Checking Over My Shoulder

Saturday, May 21, 2005

14 May 2005 Sermon

The sermon last week was about Psalms 79. I struggled with it as I do with all of Asaph's psalms. He seems overly concerned with God's power to destroy and His great holiness that does not countenance our smallness and evil. Pastor Mike told us that God is both merciful and just. He is merciful to those who love and accept Him, and just (or wrathful) to those who reject Him.

Seems tyrannical to me...

Too often we teach that God will only take so much of our sin before we suffer at His hand. It is an obvious truth to me that sin carries consequences far greater than we are willing to admit. A person who sins jeopardizes or even destroys life. That is why sin is so sinful—it is truly harmful and dangerous to the sinner and to those around the sinner. Any who indulge in sin's "forbidden actions" will suffer, not God's wrath, but the very real reactions caused by those actions. God IS portrayed as wrathful in the Bible, but Romans 1 goes to great lengths to explain that God’s wrath is letting people go. It is letting people reap what they have sown. No punishment has to be imposed for us to be destroyed by our sin.

If we "Christians" were to spend our time showing how awful sin is and how wonderful God is to try to keep us from it, He would look a whole lot more loveable. He prohibits sin for the love of us, to keep us safe. He portrays Himself as wrathful not because sin is offensive to Him, but to help us stay away from what is so unsafe and risky to us.

Last week in church we were admonished to stay pure. And we were told to love God for His mercy when we accomplish it (purity). But not a word was spoken about the true face of sin and its train of woe. We cannot but hate something that wants us destroyed. If we’re taught how injurious sin is we’ll learn to hate it in our lives. But if we believe God eventually kills us for our sin, how can we love Him? If we know our destruction is caused by our own wrongdoing and the tempter who tries to draw us into sinning, how can we fail to despise both sin and the tempter?

In the final end of this struggle, this Great Controversy between God and His adversary who accuses Him of character flaws and poor government, Christians too often picture the choice for humans as love for God or eternal destruction imposed directly by the One who created us in the first place. We don't stop to think that He does not need to destroy us. If we insist on living outside the parameters He teaches and requests us to abide by, we completely destroy ourselves, and many around us.
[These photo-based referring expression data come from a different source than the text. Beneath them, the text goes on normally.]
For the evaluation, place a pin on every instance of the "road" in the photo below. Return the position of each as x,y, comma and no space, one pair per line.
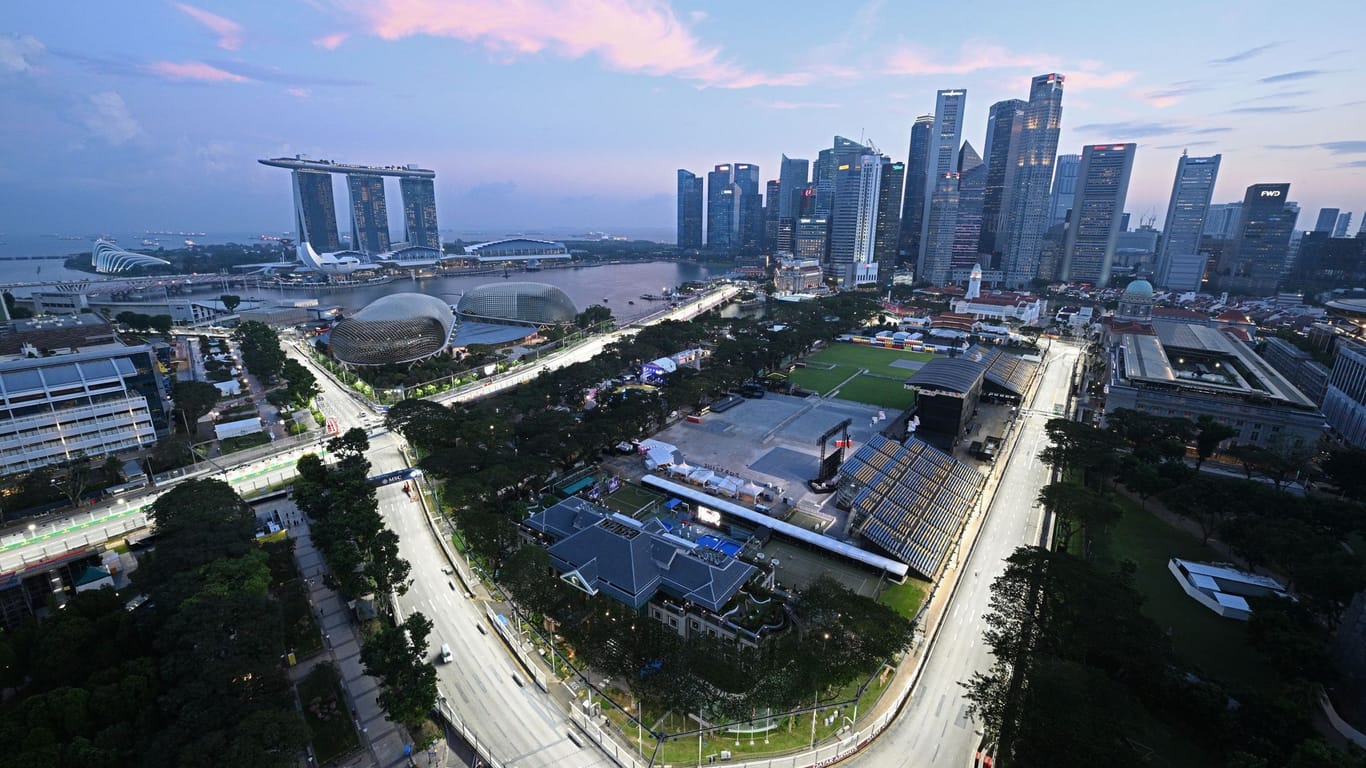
522,724
933,729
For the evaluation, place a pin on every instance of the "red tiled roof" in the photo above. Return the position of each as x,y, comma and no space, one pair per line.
1178,312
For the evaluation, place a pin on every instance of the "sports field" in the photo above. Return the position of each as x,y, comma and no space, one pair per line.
861,373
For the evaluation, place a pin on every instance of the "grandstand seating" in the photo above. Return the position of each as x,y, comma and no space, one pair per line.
909,500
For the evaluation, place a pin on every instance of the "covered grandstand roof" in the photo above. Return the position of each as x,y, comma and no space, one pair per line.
514,249
1006,371
952,375
909,500
783,528
598,550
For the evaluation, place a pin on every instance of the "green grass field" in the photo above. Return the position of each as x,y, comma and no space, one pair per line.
847,360
1215,645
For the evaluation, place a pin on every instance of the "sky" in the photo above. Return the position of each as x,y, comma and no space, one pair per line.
148,115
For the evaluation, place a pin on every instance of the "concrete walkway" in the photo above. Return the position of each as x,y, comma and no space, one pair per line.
383,741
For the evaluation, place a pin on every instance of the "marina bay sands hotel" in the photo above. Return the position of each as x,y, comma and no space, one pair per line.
316,208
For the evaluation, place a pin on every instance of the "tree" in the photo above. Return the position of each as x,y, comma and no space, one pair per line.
1077,509
75,477
592,316
1346,468
260,350
398,656
353,443
299,381
1209,433
194,399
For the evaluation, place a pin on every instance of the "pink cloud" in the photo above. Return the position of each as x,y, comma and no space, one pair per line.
193,71
1092,78
971,58
228,30
981,56
629,36
797,105
331,41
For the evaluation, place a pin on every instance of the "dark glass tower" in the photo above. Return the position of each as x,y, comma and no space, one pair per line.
317,211
420,212
913,207
970,220
690,211
1179,263
1004,122
891,182
751,205
1097,213
1257,256
1026,216
369,215
945,138
723,209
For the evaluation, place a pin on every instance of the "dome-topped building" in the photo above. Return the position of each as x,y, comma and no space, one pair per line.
1135,304
394,330
534,304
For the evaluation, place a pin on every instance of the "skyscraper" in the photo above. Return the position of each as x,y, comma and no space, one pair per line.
945,138
940,230
858,185
1221,220
1327,219
690,211
369,216
891,181
1179,261
317,209
1344,222
791,179
723,209
1254,260
1097,212
751,205
791,182
813,235
970,219
913,207
1004,122
771,200
843,152
420,212
1064,187
1026,219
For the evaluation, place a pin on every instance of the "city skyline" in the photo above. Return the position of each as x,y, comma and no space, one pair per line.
152,116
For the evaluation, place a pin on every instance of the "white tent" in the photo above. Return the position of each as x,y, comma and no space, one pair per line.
728,485
660,457
701,476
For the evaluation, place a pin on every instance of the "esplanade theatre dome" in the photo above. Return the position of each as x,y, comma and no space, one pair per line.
519,302
394,330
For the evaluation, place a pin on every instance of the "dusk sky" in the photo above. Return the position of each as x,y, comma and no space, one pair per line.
131,115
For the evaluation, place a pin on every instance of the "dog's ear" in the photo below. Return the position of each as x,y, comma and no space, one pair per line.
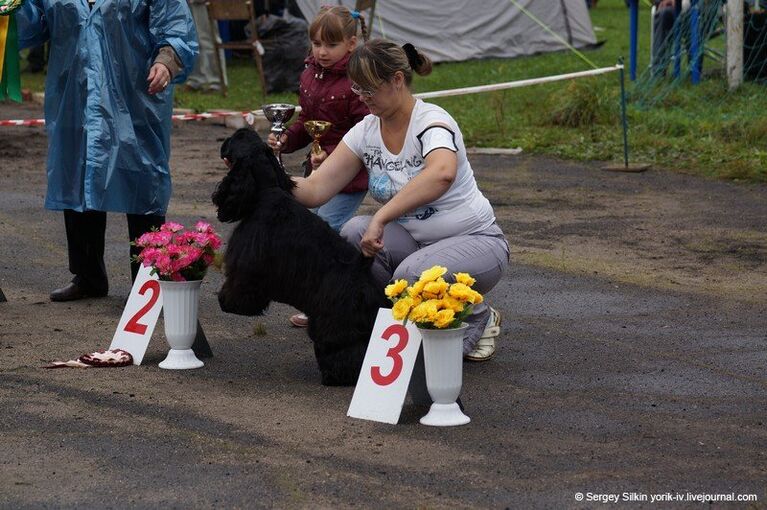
235,195
283,180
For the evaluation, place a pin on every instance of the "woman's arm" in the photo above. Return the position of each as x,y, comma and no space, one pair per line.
32,25
440,170
171,24
332,176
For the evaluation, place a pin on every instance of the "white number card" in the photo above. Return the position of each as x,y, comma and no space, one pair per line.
139,316
386,371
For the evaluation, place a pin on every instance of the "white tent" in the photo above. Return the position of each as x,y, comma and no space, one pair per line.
453,30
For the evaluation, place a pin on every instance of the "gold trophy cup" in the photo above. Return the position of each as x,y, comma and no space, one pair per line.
317,128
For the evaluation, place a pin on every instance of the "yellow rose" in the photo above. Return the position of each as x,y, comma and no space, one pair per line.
432,274
444,318
401,308
396,288
461,292
425,312
464,278
453,304
416,289
435,290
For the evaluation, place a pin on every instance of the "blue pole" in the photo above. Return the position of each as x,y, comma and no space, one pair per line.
624,121
634,25
677,38
695,48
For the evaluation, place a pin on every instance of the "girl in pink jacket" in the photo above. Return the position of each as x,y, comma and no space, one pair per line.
325,94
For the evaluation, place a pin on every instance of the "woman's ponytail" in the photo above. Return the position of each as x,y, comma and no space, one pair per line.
419,62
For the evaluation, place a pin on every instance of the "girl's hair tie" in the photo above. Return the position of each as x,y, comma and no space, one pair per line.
413,58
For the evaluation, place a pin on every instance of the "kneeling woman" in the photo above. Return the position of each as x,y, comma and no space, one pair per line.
433,212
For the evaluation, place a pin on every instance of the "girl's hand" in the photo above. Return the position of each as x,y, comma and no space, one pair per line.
159,78
317,159
372,240
272,141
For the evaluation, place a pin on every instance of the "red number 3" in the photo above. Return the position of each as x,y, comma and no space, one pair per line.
133,325
393,353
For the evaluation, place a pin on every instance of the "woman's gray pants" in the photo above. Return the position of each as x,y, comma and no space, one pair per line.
483,255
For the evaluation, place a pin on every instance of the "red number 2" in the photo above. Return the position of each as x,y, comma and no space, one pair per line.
393,353
133,325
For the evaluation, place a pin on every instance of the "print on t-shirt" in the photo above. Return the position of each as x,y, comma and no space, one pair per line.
387,176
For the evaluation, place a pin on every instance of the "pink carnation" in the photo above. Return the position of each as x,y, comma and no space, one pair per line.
173,249
171,226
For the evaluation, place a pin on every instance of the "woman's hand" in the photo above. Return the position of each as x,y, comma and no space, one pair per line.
372,240
317,159
159,78
272,142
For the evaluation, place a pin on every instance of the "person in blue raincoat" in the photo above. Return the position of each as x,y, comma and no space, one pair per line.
108,106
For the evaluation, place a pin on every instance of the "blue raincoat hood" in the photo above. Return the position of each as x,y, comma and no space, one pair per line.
108,139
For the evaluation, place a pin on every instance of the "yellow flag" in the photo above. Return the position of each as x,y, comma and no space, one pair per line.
3,36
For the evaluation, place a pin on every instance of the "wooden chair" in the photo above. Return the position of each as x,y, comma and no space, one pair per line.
236,10
364,5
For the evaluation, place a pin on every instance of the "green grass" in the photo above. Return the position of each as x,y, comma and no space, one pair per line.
703,130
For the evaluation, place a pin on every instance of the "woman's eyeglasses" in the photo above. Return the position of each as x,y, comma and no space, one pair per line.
361,92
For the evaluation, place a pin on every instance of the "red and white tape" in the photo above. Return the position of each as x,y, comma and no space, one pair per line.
251,116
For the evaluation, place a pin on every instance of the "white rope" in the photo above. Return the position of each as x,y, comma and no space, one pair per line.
517,84
252,115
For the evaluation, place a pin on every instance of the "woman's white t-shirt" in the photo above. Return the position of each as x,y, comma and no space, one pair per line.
462,210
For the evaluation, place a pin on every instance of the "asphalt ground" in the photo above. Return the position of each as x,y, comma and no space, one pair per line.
631,362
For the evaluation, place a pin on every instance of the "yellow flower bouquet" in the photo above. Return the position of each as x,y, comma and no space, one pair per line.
432,302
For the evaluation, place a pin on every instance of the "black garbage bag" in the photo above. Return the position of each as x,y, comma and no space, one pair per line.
286,45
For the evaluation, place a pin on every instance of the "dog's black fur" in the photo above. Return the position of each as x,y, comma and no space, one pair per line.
282,252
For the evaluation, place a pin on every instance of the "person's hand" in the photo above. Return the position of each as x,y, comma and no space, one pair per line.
159,78
272,141
317,159
372,240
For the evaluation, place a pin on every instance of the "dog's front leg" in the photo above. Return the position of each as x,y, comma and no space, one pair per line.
241,299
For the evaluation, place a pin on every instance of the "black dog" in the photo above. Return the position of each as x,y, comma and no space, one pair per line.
282,252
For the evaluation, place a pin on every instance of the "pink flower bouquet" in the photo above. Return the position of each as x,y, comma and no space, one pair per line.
177,254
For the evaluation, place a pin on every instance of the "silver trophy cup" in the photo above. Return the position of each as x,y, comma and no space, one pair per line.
278,114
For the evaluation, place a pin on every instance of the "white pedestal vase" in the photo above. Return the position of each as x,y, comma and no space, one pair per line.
179,307
443,359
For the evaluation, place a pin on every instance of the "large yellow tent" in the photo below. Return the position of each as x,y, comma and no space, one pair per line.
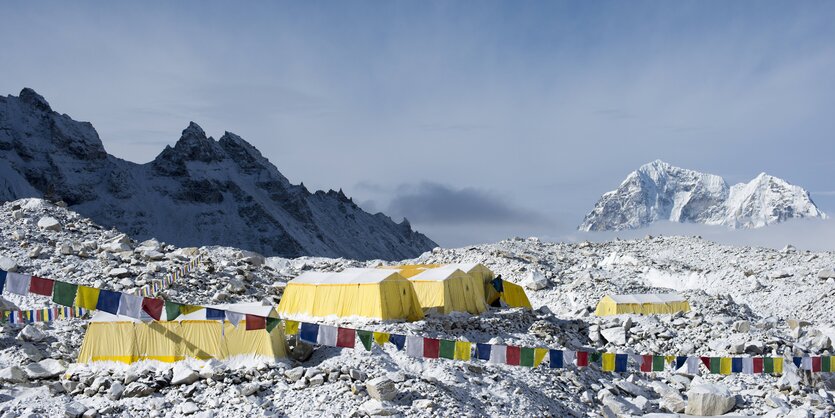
448,289
127,340
642,304
368,293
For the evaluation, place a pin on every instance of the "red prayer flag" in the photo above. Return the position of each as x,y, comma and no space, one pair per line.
153,307
41,286
514,355
758,364
254,322
345,337
646,363
582,358
431,347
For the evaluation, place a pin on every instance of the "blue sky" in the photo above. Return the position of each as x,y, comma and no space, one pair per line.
477,120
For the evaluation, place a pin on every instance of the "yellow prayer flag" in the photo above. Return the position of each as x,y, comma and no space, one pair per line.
608,362
778,365
381,338
463,350
539,355
725,365
87,297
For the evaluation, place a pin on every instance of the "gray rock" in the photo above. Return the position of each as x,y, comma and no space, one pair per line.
48,223
706,399
381,388
13,374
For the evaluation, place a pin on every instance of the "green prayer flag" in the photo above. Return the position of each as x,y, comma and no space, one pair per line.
526,357
768,365
172,310
658,363
715,365
272,323
447,349
64,293
366,337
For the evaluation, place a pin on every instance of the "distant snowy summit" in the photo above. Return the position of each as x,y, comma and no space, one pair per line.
660,191
201,191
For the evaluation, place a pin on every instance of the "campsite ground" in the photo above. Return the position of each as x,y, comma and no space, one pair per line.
742,302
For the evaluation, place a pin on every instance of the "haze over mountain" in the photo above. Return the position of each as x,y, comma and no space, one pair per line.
658,191
201,191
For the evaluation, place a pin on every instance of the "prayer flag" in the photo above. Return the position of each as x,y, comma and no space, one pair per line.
130,305
539,355
215,314
327,335
398,340
40,286
498,354
608,362
108,301
646,364
365,338
447,349
582,359
463,350
555,359
172,310
621,361
17,283
309,333
513,355
414,346
87,297
736,365
64,293
346,337
431,347
381,337
482,351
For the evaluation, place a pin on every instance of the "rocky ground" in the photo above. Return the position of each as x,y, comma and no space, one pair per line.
744,300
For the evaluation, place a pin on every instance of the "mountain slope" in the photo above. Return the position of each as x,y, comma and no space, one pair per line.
201,191
660,191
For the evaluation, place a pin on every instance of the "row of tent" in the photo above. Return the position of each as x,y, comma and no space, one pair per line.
398,292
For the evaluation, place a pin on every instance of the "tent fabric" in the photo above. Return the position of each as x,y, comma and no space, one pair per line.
127,340
368,293
448,289
645,304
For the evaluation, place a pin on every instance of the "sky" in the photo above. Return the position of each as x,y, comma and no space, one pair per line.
477,121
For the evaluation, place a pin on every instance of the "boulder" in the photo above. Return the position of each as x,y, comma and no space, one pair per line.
707,399
48,223
381,388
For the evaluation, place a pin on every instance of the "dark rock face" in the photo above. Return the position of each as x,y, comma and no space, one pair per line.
201,191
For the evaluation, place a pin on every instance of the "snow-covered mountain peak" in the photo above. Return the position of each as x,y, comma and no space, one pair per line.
661,191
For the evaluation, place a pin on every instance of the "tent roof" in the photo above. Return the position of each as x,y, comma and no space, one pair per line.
648,298
254,308
347,276
436,274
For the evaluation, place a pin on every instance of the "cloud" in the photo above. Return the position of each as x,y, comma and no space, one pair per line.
434,203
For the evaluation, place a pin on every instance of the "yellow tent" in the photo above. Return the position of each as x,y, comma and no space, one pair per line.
368,293
127,340
642,304
447,289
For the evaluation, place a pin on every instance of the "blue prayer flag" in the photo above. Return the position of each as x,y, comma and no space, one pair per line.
399,341
215,314
556,359
309,333
108,301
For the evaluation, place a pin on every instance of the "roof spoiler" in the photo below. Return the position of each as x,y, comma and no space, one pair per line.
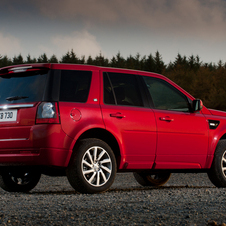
23,68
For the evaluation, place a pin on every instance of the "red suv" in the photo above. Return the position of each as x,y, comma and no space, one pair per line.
90,122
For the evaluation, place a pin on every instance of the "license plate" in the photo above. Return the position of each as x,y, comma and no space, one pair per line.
8,115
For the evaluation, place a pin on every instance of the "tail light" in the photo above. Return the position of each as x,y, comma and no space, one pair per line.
48,113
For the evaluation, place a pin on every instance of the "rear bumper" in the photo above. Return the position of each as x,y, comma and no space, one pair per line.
45,145
42,156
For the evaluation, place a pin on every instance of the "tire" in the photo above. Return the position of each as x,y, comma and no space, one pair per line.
92,167
148,179
217,172
18,180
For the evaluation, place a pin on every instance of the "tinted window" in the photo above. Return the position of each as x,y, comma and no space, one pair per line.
165,96
121,89
74,86
22,87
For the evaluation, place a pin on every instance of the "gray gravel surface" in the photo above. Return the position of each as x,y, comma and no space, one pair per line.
187,199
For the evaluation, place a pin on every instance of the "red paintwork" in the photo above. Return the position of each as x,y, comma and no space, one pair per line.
147,138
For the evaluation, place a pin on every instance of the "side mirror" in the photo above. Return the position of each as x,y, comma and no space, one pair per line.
197,105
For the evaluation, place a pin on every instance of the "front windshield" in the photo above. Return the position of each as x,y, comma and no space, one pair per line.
22,87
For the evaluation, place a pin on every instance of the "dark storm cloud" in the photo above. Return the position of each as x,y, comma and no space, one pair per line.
183,17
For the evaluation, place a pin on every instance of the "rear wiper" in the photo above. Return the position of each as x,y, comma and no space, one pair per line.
16,98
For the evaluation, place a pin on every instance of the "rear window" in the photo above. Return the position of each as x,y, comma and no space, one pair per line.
22,87
75,85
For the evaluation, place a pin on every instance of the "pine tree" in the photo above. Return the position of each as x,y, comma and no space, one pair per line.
160,66
149,64
53,59
43,59
18,60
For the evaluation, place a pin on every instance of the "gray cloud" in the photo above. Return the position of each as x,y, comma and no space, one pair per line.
180,17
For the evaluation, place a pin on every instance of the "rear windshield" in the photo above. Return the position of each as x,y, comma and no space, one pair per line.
22,87
75,85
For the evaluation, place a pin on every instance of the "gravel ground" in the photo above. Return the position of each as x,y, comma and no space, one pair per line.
187,199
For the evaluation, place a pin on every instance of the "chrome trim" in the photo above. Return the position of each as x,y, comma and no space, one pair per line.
17,139
16,106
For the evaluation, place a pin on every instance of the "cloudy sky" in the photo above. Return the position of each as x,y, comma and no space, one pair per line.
90,27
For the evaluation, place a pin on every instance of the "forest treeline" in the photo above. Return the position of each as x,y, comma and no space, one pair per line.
206,81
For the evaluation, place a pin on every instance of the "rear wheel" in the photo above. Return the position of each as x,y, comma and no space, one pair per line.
148,179
92,168
18,180
217,173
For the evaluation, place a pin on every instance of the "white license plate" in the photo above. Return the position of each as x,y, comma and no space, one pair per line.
8,115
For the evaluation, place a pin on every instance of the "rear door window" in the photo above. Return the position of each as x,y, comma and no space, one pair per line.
165,96
75,85
122,89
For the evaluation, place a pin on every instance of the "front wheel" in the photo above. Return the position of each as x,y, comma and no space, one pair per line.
151,179
92,168
217,172
18,180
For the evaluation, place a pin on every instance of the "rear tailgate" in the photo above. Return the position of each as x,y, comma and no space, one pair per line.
21,89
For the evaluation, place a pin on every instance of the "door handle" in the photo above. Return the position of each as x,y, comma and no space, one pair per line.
167,119
117,115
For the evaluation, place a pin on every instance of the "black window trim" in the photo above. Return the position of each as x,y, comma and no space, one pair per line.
151,103
141,88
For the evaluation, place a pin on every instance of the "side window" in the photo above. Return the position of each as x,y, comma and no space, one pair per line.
74,85
121,89
165,96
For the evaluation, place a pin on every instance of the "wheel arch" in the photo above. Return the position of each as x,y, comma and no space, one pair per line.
105,136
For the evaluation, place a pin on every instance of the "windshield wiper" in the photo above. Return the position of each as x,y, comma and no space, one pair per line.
16,98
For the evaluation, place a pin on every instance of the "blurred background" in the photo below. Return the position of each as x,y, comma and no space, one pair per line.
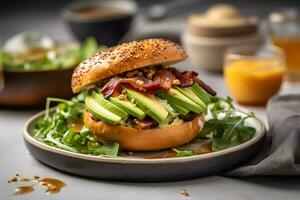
45,16
254,44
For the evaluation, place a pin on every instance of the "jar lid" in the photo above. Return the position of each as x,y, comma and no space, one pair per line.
222,20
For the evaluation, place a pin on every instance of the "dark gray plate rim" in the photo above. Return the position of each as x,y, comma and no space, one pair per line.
260,126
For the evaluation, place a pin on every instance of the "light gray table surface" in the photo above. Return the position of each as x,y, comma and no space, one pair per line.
14,157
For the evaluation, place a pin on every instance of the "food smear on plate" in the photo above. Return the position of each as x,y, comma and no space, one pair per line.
52,185
254,81
131,100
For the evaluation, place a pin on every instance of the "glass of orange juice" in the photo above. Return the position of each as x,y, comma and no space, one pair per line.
284,26
254,73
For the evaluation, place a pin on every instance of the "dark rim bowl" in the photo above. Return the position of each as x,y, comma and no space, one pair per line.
142,170
31,88
108,31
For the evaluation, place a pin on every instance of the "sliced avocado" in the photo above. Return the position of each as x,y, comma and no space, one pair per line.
110,106
188,92
149,104
175,97
127,106
201,93
167,106
100,112
180,109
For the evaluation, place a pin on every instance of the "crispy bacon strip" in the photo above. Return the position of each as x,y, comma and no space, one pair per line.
165,77
144,124
206,87
139,83
186,78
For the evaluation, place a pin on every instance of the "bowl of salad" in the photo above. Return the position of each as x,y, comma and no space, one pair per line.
35,67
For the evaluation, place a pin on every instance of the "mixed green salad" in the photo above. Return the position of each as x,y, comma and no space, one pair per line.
225,127
60,57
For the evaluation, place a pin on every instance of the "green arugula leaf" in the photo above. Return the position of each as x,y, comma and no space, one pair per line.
229,130
184,153
53,129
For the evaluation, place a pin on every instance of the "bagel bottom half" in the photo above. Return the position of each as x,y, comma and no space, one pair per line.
145,140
Let us who propose to teach about God leave Him free to love. He is not our Destroyer—we do a fine job of spoiling and ruining ourselves. Let the destruction come from its true source--sin. That is really why something's called sin; it is injurious to some part of God's creation (usually us). There is no way to sin without receiving its results. Ultimately, death! God doesn't have to do a thing to us.

When we learn to teach that God is always our Protector and never our destroyer, we’ll have a message that draws men to Him. Then we can say He loves us, and it will make sense. To believe a God of love can finally destroy in everlasting hell the very person He has done so much to try to save strains credulity. I don’t think I could ever love a God like that. To believe that God would be willing to portray Himself as wrathful and judgmental if it shelters us from taking devastating action until we grow up reveals a love that is irresistible!